O que derrubou Wall Street?
As bolsas americanas fecharam em forte queda. O Dow Jones recuou 1,2%, o S&P 500 perdeu 1,23% e o Nasdaq, índice que concentra as empresas de tecnologia, tombou 1,59%. O gatilho para a correção veio de dois lados:
Balanços das gigantes de tecnologia
A temporada de resultados do quarto trimestre de 2025 continua a todo vapor, e nem todas as notícias foram boas. A Alphabet, dona do Google, por exemplo, viu suas ações caírem após a divulgação do balanço, com investidores preocupados com o aumento nos gastos com inteligência artificial (IA). Como reportou a InfoMoney, as projeções da empresa sinalizaram um aumento significativo nos investimentos em IA, o que inicialmente assustou o mercado, embora as perdas tenham sido amenizadas ao longo do dia.
A Amazon também decepcionou, com lucro abaixo do esperado, apesar da receita ter superado as estimativas. O anúncio de um investimento massivo de US$ 200 bilhões também pegou o mercado de surpresa, com as ações da gigante do varejo caindo 10%, segundo a Exame Invest.

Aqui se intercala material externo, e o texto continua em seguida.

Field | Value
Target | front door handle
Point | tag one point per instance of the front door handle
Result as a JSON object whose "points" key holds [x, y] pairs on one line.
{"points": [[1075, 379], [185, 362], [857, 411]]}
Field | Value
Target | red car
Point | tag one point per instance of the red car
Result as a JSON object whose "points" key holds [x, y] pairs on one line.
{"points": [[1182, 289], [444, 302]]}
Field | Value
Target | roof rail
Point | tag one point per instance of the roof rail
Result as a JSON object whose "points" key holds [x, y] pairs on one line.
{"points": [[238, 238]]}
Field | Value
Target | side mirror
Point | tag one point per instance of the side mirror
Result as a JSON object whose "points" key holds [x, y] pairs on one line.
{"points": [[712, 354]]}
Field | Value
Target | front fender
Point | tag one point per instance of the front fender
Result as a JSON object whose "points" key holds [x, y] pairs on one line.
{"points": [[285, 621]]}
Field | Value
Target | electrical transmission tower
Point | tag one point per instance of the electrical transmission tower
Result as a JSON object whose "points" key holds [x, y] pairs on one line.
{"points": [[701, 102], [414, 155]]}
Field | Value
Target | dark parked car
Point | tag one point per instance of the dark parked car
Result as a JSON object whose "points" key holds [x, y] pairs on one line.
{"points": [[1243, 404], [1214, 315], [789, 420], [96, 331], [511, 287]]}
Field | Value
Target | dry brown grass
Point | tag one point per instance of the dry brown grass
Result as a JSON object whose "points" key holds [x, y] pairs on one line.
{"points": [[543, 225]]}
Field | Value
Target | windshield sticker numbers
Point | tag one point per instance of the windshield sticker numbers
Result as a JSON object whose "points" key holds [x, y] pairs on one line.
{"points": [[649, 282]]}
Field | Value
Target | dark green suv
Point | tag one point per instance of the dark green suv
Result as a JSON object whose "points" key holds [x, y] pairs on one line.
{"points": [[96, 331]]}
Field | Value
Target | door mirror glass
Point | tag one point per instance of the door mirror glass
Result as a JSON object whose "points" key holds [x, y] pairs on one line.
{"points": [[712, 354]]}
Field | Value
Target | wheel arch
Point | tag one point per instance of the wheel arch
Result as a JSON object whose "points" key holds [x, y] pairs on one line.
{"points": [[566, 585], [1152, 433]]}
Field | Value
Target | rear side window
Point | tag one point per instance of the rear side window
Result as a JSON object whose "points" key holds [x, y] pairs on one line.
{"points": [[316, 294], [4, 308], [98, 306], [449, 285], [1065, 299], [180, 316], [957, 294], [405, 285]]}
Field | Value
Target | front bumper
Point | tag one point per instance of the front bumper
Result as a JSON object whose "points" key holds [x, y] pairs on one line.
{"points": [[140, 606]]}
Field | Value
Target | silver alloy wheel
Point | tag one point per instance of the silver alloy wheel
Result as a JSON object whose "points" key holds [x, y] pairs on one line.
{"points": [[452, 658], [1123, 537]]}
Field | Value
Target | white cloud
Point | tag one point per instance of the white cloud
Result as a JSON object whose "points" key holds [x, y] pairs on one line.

Mercado de trabalho americano esfriando?
Os dados mais recentes do mercado de trabalho nos EUA também contribuíram para o clima de cautela. Números mais fracos do que o esperado alimentaram o temor de uma desaceleração da economia americana, o que, por sua vez, impactou negativamente o apetite por risco dos investidores. A percepção de que o mercado de trabalho pode estar perdendo força levantou dúvidas sobre o ritmo de crescimento da maior economia do mundo e, consequentemente, sobre os lucros das empresas.
Europa no vermelho
O mau humor não se restringiu aos Estados Unidos. As bolsas europeias também fecharam em queda, pressionadas pela manutenção das taxas de juros pelo Banco Central Europeu (BCE) e pelo Banco da Inglaterra (BoE). Os balanços de bancos como BNP Paribas e BBVA também pesaram sobre o sentimento dos investidores.

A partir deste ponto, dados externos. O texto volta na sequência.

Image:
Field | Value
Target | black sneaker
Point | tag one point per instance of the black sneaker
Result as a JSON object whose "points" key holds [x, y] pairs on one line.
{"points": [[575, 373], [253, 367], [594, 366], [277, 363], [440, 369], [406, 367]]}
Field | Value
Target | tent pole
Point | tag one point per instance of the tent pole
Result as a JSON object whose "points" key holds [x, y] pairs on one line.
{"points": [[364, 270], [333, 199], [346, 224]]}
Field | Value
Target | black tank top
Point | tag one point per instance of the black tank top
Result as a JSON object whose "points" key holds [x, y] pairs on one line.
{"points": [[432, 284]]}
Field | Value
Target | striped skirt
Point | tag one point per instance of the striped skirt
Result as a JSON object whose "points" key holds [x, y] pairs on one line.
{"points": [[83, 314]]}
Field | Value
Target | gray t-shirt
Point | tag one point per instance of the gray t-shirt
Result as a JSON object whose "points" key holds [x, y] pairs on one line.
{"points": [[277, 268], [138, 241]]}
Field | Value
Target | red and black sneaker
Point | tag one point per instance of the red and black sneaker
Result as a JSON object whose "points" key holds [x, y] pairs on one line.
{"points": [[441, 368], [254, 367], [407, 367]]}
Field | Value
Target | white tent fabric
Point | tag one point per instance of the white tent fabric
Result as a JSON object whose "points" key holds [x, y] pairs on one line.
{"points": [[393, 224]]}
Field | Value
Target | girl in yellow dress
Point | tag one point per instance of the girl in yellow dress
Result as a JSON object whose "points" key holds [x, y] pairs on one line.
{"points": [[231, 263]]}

O índice pan-europeu Stoxx 600 recuou 1,05%. Destaque negativo para a Novo Nordisk, que despencou quase 8% em Copenhague, após o anúncio de uma versão mais barata do Wegovy nos EUA. Já a Shell caiu 3,5% em Londres, com a queda dos preços do petróleo impactando o lucro trimestral da empresa.
Dólar sobe, real sente o baque
Em momentos de incerteza, o dólar costuma se fortalecer, e não foi diferente nesta quinta-feira. A moeda americana ganhou força em relação a diversas divisas, refletindo a busca por segurança por parte dos investidores. No Brasil, o real sentiu o baque, com o câmbio pressionado pela fuga de capitais.
Para entender o movimento do dólar, imagine uma boia salva-vidas em um mar revolto. Quando a tempestade aperta, todo mundo quer agarrar a boia, certo? No mercado financeiro, o dólar exerce um papel semelhante. Em tempos de turbulência, os investidores correm para a moeda americana, considerada um porto seguro em meio à volatilidade.
O que esperar?
Ainda é cedo para cravar se a aversão ao risco veio para ficar ou se é apenas uma correção passageira. A temporada de balanços continua, e os próximos resultados podem dar o tom do mercado. Além disso, os investidores estarão de olho nos próximos dados macroeconômicos, em busca de sinais sobre a saúde da economia global.
O importante, como sempre, é manter a calma e não tomar decisões precipitadas. A diversificação continua sendo a melhor estratégia para proteger o seu patrimônio em momentos de turbulência. Afinal, como diz o ditado, não coloque todos os ovos na mesma cesta.
Disclaimer: Este artigo tem fins informativos e não constitui recomendação de investimento. Cada investidor deve realizar sua própria análise e consultar um profissional qualificado antes de tomar qualquer decisão.